As customers traditionally store data in-house, they find it difficult to put their business at risk by moving their data out of their premises. Also they fear to risk of result of hardware failure or someone accidentally erasing or corrupting their high-value data outside their control. Thus private clouds are much in demand. Most of the existing solutions require the data to be moved out of the organization's premises. For having the on-demand scalable, distributed and fast-processing storage solution in the private cloud, very few options such as ParaScale Software are available. However the open source-based solution proposed here provides a cost advantage over using commercial software. Also the customization can be done, as per client-specific requirements, with minimal effort and cost.

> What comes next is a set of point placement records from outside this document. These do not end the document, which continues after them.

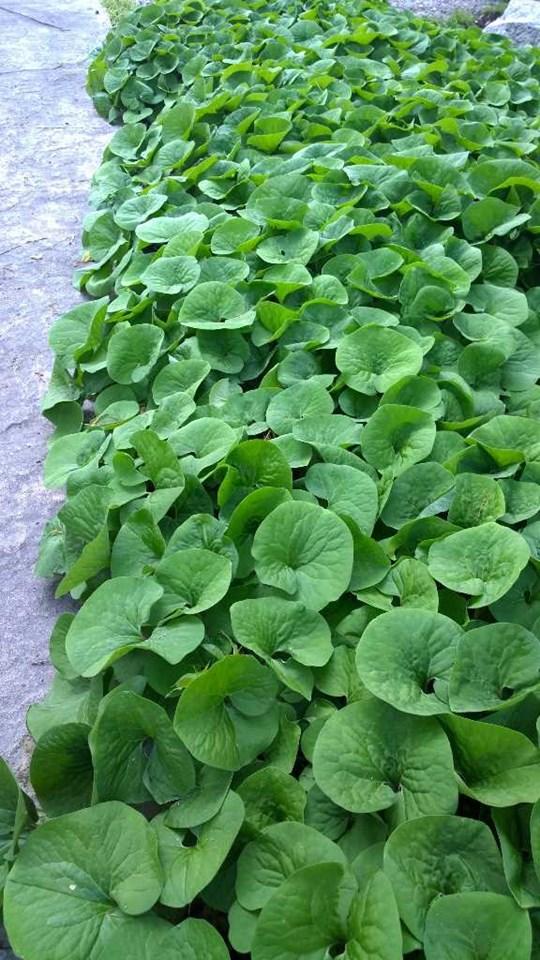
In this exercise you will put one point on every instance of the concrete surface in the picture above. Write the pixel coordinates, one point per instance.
(520, 21)
(51, 144)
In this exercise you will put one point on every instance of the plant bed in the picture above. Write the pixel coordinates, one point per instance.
(297, 424)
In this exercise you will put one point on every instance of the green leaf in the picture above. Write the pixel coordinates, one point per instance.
(494, 764)
(228, 714)
(429, 858)
(395, 437)
(215, 306)
(279, 851)
(61, 769)
(69, 454)
(322, 901)
(109, 624)
(347, 491)
(496, 666)
(171, 275)
(471, 925)
(271, 626)
(405, 657)
(477, 499)
(491, 217)
(193, 580)
(369, 757)
(188, 868)
(133, 351)
(483, 561)
(421, 491)
(136, 753)
(374, 358)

To handle the huge volume of data generated by applications in an organization, a scalable storage infrastructure is required. This article described the architecture of cloud storage and a processing solution using the available open source options for a private cloud environment. It proposes using Eucalyptus for cloud infrastructure management; HDFS for distributed file storage and parallel processing, and Lucene/Hive search mechanisms. A web-based console is proposed to proactively and quickly monitor and manage these systems. This on-demand storage system will provide IT administrators with the capability to rapidly bring up hundreds of servers, run parallel computations on them, and then shut down the instances as and when required, monitor and proactively manage their cloud environment, all with minimal effort and at a low cost.
- The Eucalyptus Open-source Cloud-computing System, Daniel Nurmi, Rich Wolski, Chris Grzegorczyk, Graziano Obertelli, Sunil Soman, Lamia Youseff, Dmitrii Zagorodnov, in Proceedings of 9th IEEE International Symposium on Cluster Computing and the Grid, Shanghai, China.
- The Google File System, Sanjay Ghemawat, Howard Gobioff, and Shun-Tak Leung, SOSP'03, October 19-22, 2003, Bolton Landing, New York, USA.
- MapReduce: Simplified Data Processing on Large Clusters, Jeffrey Dean and Sanjay Ghemawat, OSDI 2004
- Distributed Lucene: A distributed free text index for Hadoop, Mark H. Butler, James Rutherford, HP Laboratories, June 7, 2008.